Derrière l’annonce de la « couverture maladie » made in Deliveroo, la manœuvre est, en fait, la même qu’en 2017. C’était la première fois que les livreurs se rassemblaient pour protester contre un changement impromptu (encore) de la grille tarifaire établie par la plate-forme.
« Dès qu’on fait un peu de bruit, Deliveroo annonce une nouvelle assurance », assure Jerôme Pimot, membre du Clap75. « Cet été on a manifesté, maintenant ils sortent une nouvelle couverture maladie. Ils veulent se racheter une image en nous octroyant des assurances bidons, griffonnées à la va-vite sur un coin de table ».

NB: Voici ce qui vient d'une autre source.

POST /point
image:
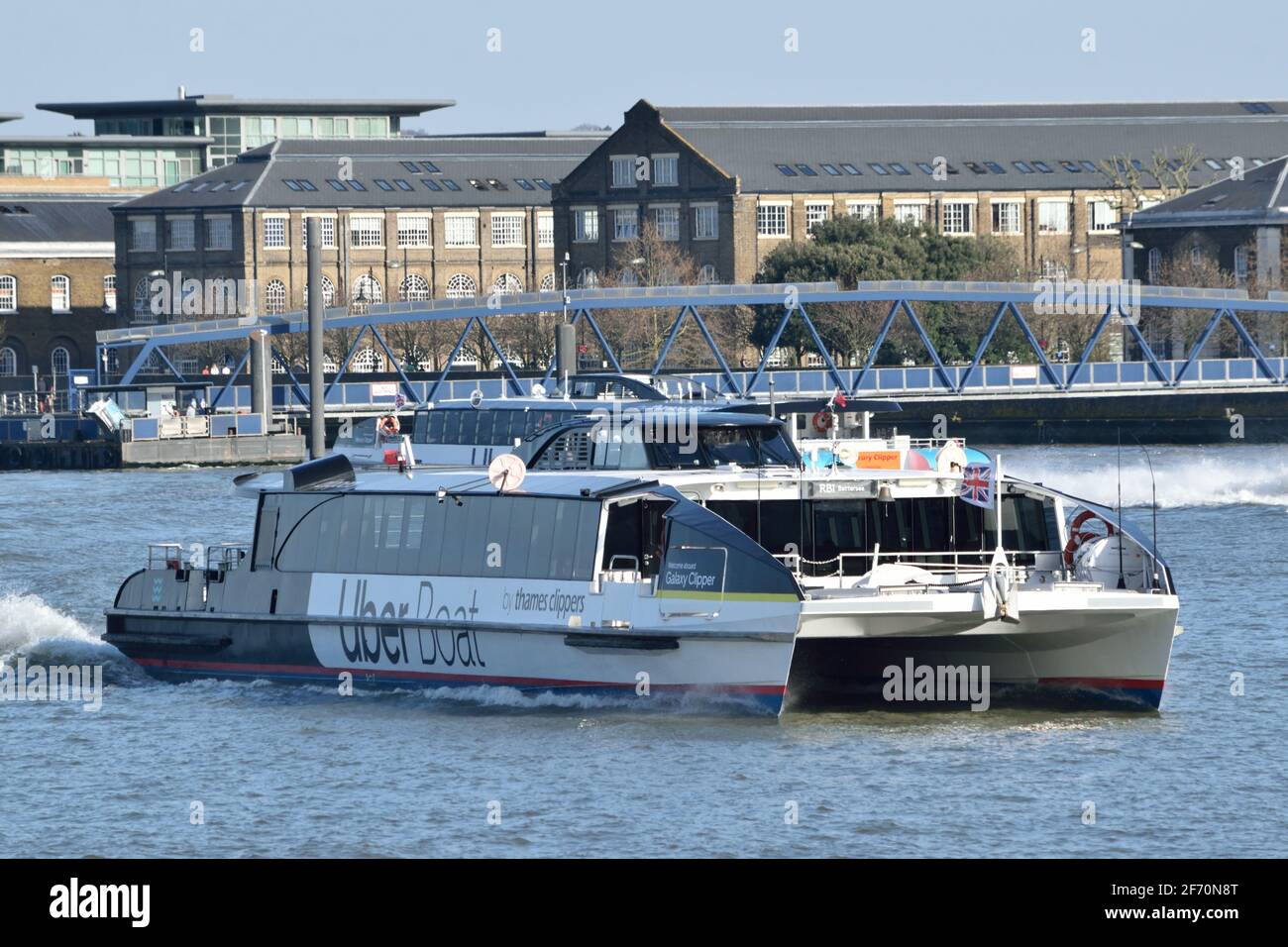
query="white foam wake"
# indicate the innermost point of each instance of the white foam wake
(1184, 475)
(34, 629)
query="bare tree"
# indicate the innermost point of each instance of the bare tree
(1170, 172)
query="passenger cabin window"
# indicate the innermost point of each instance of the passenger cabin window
(746, 446)
(823, 530)
(635, 532)
(413, 535)
(482, 427)
(580, 449)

En cas d’accident du travail, l’assurance « risque au travail » n’a d’ailleurs pas fait ses preuves – au contraire. En novembre 2017, lorsque le livreur Deliveroo, Aziz Bajdi, tombe à vélo et se perfore l’estomac, l’assurance ne le couvre pas alors qu’il était en train de livrer pour le compte de la plate-forme. Aziz Bajdi ne recevra aucunes indemnités au motif que la blessure est localisée sur le torse… partie non-prise en charge par la couverture accident du travail annoncée deux mois plus tôt. Cette affaire met en lumière les combines de Deliveroo pour ne jamais être responsable de quoi que soit.

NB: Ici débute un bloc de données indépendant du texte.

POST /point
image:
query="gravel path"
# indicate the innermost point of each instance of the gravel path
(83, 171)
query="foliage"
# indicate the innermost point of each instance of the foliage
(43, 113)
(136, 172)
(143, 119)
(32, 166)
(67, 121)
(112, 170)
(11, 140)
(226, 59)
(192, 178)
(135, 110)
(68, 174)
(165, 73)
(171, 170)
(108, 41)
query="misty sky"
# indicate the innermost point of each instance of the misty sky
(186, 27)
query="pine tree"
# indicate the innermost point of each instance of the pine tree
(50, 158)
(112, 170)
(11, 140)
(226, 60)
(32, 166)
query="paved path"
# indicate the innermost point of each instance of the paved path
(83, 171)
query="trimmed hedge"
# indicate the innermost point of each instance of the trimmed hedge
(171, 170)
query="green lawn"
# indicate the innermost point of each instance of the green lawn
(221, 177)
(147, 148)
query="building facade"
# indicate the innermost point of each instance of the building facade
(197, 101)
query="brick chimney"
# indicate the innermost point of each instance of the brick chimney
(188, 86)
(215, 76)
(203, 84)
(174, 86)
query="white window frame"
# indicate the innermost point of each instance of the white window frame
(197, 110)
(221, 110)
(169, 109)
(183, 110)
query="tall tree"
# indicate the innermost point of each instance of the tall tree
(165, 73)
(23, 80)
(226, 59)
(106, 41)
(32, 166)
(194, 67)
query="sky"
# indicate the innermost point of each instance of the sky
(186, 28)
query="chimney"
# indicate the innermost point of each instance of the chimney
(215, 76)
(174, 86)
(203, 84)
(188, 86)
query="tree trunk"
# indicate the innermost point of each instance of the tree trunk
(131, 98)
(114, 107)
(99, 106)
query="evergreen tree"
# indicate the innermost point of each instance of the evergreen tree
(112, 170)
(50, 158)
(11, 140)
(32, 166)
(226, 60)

Deliveroo ne veut ni salariés ni livreurs payés à l'heure, ni d'indemnité en cas d'accident.@_CLAP75, @Deliveroo_FR @lemondefr @Mon_AXA pic.twitter.com/m3OaXKp1L7
— Bajdi (@Bajdi92) December 9, 2017
L’« ubérisation » à la barre
La stratégie de Deliveroo fait d’ailleurs actuellement l’objet d’une enquête aux parquets de Paris et de Nantes, depuis mars 2018. Comme l’a révélé Mediapart, l’inspection du travail et l’Urssaf ont mis en lumière un « lien de subordination » entre la plate-forme et ses livreurs, qui ne sont pas traités comme de « vrais indépendants ». Ce qui remet en cause le modèle en soi de cette société emblème de l’«ubérisation» du monde du travail.

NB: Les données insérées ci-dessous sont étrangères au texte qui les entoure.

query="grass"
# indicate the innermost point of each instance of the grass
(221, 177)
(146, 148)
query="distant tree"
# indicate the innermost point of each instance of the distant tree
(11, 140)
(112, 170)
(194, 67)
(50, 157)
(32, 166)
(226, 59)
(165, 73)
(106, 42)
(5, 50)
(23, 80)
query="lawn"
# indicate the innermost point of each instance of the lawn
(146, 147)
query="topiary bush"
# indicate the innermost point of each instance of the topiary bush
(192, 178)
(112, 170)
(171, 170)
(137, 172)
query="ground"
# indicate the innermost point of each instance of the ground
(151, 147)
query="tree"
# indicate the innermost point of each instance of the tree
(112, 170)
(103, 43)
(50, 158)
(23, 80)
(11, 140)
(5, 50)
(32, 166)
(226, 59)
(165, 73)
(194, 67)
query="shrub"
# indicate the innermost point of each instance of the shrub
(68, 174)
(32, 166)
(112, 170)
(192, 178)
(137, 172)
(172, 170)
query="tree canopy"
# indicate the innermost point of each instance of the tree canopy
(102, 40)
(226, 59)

Le mécontentement ne gronde pas qu’en France, où la plate-forme a recours à 11 000 livreurs. Aux Pays-Bas, Deliveroo a été condamnée à requalifier les contrats de 2 000 livreurs, et en Espagne pour ne pas avoir déclaré 500 livreurs à Madrid, présentés comme indépendants, évitant ainsi de payer 1,2 million d’euros de cotisations sociales. Reste à savoir ce que décidera la justice française.